Time Period3 Months [change]
DirectionMoves Together 
StrengthInsignificant
Accuracy100.0%
ValuesDaily Returns

Aston Martin Lagonda  vs.  Transamerica Cleartrack 2040

 Performance 
       Timeline  
Aston Martin Lagonda 

Risk-Adjusted Performance

0 of 100

 
Weak
 
Strong
Very Weak
Over the last 90 days Aston Martin Lagonda has generated negative risk-adjusted returns adding no value to investors with long positions. In spite of fairly strong technical and fundamental indicators, Aston Martin is not utilizing all of its potentials. The current stock price disturbance, may contribute to short-term losses for the investors.
Transamerica Cleartrack 

Risk-Adjusted Performance

5 of 100

 
Weak
 
Strong
Weak
Compared to the overall equity markets, risk-adjusted returns on investments in Transamerica Cleartrack 2040 are ranked lower than 5 (%) of all funds and portfolios of funds over the last 90 days. In spite of fairly strong basic indicators, Transamerica Cleartrack is not utilizing all of its potentials. The current stock price disturbance, may contribute to short-term losses for the investors.

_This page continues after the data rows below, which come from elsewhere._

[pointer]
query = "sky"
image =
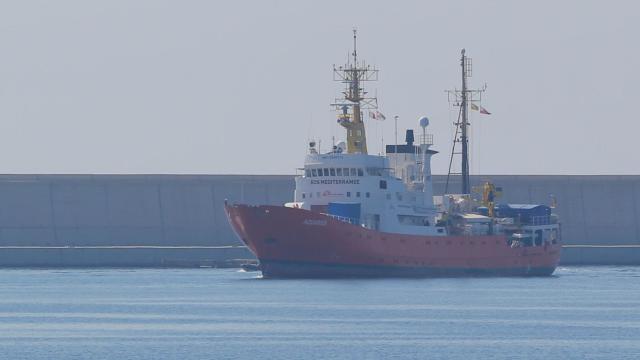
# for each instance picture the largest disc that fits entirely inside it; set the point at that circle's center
(239, 87)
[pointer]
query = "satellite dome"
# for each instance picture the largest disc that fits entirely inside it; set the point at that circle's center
(424, 122)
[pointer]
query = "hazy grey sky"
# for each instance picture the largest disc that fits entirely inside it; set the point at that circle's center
(239, 86)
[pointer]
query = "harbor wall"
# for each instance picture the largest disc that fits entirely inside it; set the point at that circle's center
(160, 220)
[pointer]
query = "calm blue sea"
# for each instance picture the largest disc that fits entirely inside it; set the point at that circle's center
(581, 313)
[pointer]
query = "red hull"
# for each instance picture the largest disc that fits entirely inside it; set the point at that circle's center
(299, 243)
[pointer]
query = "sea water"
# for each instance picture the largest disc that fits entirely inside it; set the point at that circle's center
(580, 313)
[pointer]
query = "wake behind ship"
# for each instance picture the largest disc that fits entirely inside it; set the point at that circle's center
(361, 215)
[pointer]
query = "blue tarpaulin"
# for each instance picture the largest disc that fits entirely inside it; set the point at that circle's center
(345, 210)
(524, 212)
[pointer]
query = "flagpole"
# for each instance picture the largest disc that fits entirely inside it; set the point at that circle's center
(395, 118)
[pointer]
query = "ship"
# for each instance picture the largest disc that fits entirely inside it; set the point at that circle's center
(355, 214)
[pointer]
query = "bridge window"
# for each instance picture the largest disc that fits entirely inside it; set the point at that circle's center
(374, 171)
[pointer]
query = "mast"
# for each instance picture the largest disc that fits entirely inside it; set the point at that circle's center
(462, 98)
(465, 120)
(355, 99)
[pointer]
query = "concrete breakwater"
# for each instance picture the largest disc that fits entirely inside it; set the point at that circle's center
(178, 220)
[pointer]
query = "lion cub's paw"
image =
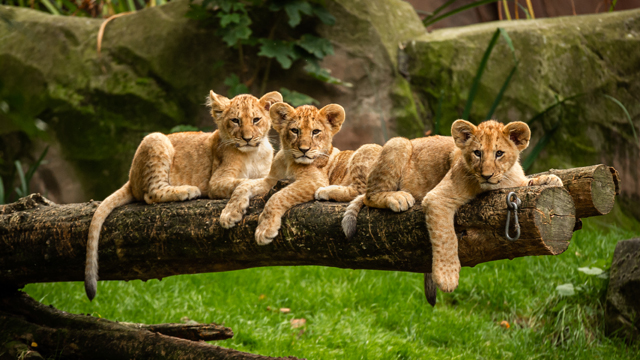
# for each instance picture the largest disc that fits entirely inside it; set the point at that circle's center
(230, 217)
(546, 180)
(266, 232)
(400, 201)
(188, 192)
(324, 193)
(446, 275)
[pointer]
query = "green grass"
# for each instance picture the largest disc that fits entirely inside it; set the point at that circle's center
(383, 315)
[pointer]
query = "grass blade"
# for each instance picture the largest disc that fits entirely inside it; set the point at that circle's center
(458, 10)
(22, 191)
(436, 126)
(541, 114)
(34, 167)
(633, 128)
(501, 93)
(476, 80)
(1, 191)
(49, 5)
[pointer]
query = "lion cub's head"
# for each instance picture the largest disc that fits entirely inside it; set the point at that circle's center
(244, 120)
(306, 133)
(491, 148)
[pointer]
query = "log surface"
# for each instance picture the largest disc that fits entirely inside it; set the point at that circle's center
(58, 334)
(43, 242)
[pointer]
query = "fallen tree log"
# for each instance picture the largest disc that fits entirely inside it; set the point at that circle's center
(56, 334)
(44, 242)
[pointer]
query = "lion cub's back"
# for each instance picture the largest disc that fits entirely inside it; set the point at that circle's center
(429, 163)
(193, 158)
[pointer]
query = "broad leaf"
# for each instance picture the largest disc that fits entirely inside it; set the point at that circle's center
(280, 50)
(319, 47)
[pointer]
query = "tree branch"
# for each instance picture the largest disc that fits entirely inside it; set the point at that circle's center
(44, 242)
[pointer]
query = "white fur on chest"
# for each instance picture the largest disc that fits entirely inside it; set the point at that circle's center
(258, 163)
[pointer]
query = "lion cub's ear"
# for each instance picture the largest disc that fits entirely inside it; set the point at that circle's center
(269, 99)
(280, 114)
(462, 131)
(335, 115)
(217, 103)
(519, 134)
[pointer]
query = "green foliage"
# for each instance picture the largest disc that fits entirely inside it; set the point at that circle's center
(358, 314)
(483, 64)
(235, 86)
(296, 99)
(238, 24)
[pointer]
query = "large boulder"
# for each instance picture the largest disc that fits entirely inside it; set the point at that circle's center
(154, 72)
(590, 55)
(622, 309)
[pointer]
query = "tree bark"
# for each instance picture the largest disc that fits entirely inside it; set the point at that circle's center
(44, 242)
(55, 333)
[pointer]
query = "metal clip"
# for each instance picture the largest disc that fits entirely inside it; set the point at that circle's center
(512, 206)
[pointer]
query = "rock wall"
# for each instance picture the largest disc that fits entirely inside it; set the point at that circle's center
(154, 72)
(589, 55)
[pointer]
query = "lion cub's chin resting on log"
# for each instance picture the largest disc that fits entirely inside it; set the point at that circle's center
(446, 172)
(307, 157)
(184, 166)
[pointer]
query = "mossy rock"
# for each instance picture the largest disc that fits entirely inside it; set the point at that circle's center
(591, 56)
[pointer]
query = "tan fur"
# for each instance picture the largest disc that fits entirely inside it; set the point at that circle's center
(184, 166)
(447, 173)
(309, 159)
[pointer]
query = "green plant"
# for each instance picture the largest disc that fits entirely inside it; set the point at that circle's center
(287, 38)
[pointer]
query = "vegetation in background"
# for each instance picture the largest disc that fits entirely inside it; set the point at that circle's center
(287, 35)
(534, 307)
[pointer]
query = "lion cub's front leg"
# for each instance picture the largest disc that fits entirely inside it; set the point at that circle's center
(298, 192)
(548, 180)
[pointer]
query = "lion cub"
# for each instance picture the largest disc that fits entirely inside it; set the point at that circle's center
(308, 157)
(448, 172)
(183, 166)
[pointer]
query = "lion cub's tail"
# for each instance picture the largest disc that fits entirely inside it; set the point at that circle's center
(350, 218)
(121, 197)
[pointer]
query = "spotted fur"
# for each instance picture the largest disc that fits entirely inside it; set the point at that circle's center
(309, 159)
(448, 172)
(184, 166)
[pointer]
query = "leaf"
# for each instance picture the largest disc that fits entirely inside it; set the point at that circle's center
(297, 99)
(323, 14)
(236, 87)
(319, 47)
(476, 80)
(226, 19)
(591, 271)
(280, 50)
(565, 289)
(293, 10)
(183, 128)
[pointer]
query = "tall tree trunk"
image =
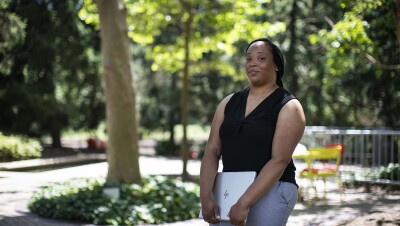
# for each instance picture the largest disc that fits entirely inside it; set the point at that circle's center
(122, 146)
(172, 111)
(397, 18)
(185, 88)
(294, 83)
(55, 128)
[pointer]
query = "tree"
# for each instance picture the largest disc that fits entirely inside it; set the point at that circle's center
(123, 155)
(49, 78)
(363, 46)
(204, 27)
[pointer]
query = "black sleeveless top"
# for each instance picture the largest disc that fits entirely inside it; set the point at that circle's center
(246, 142)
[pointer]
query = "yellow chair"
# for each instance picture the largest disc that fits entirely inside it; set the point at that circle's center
(322, 163)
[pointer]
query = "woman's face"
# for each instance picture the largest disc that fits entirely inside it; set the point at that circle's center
(260, 66)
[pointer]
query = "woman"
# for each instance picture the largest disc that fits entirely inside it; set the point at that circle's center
(256, 129)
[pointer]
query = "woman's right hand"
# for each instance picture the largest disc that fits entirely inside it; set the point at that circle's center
(210, 212)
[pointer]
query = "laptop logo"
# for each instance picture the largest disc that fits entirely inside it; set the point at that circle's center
(226, 194)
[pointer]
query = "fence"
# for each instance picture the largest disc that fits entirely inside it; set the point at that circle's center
(364, 149)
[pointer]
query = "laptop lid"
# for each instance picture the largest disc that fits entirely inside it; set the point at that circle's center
(228, 188)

Aston Martin and Transamerica Cleartrack Volatility Contrast

   Predicted Return Density   
       Returns  

Pair Trading with Aston Martin and Transamerica Cleartrack

The main advantage of trading using opposite Aston Martin and Transamerica Cleartrack positions is that it hedges away some unsystematic risk. Because of two separate transactions, even if Aston Martin position performs unexpectedly, Transamerica Cleartrack can make up some of the losses. Pair trading also minimizes risk from directional movements in the market. For example, if an entire industry or sector drops because of unexpected headlines, the short position in Transamerica Cleartrack will offset losses from the drop in Transamerica Cleartrack's long position.
The idea behind Aston Martin Lagonda and Transamerica Cleartrack 2040 pairs trading is to make the combined position market-neutral, meaning the overall market's direction will not affect its win or loss (or potential downside or upside). This can be achieved by designing a pairs trade with two highly correlated stocks or equities that operate in a similar space or sector, making it possible to obtain profits through simple and relatively low-risk investment.
Check out your portfolio center.
Note that this page's information should be used as a complementary analysis to find the right mix of equity instruments to add to your existing portfolios or create a brand new portfolio. You can also try the Portfolio Analyzer module to portfolio analysis module that provides access to portfolio diagnostics and optimization engine.